# PHPBB3 Templates



## Jaymie1989

Hi,

Where can i get free PHPBB3 templates, That are not from Http://www.phpbbhacks.com/ 

Can I adapt PHPBB2 Templates for PHPBB3?

Thanks,

Jay :wave:


----------



## Redcore

phpBB would not allow any phpBB2 templates remain on their website until their authors updated them to work with phpBB3...so I'm fairly sure that phpBB2 templates would NOT work with 3. Plus, phpBB3 seems to be fairly different...and the folder setup itself is different too, so you'd have to figure out how to fix that problem (which wouldn't be worth it).

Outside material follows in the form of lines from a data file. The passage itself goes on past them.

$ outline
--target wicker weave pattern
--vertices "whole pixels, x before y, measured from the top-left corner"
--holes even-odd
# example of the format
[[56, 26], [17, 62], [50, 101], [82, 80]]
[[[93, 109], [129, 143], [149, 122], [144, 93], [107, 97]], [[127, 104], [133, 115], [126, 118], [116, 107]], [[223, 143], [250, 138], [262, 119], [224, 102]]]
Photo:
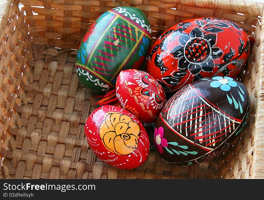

There are a few styles in phpbb.com's Style Database:
http://www.phpbb.com/styles/db/

Not much though. Since phpBB3 is still in RC4, most styles are still in development. You could always browse the 3.0.X style section of their forum to see if there is anything that is of interest/use to you:
http://www.phpbb.com/community/viewforum.php?f=74


For the most part, though...it's going to take some time for developers to start hammering out styles for the new version.


----------



## Jaymie1989

Hi,

Yea i know that. Thanks anyway.


----------



## nedka

Hi, Jaymie1989
We have a phpBB3 Styles Demo page, available at here: http://demo1.vinabb.com/demo.php
You can view live demo, and download all them from our Styles Database - VinaBB.com
Currently, today, we collected all 184 styles for phpBB3
Welcome you to VinaBB.com - The Holy Land of phpBB at Vietnam! :wave:


----------



## Ron_Knights

Well it appears the demo1 site is no longer in existance.


----------



## Redcore

Doesn't seem like a very reputable place to download things from anyways. First off, the site is all in Vietnamese. Then their logo looks like this:










I just have a bit of a preconceived idea of what a professional site should look like. They said they had a bunch of PHPBB themes to download - but their own forum isn't exactly spectacular.


----------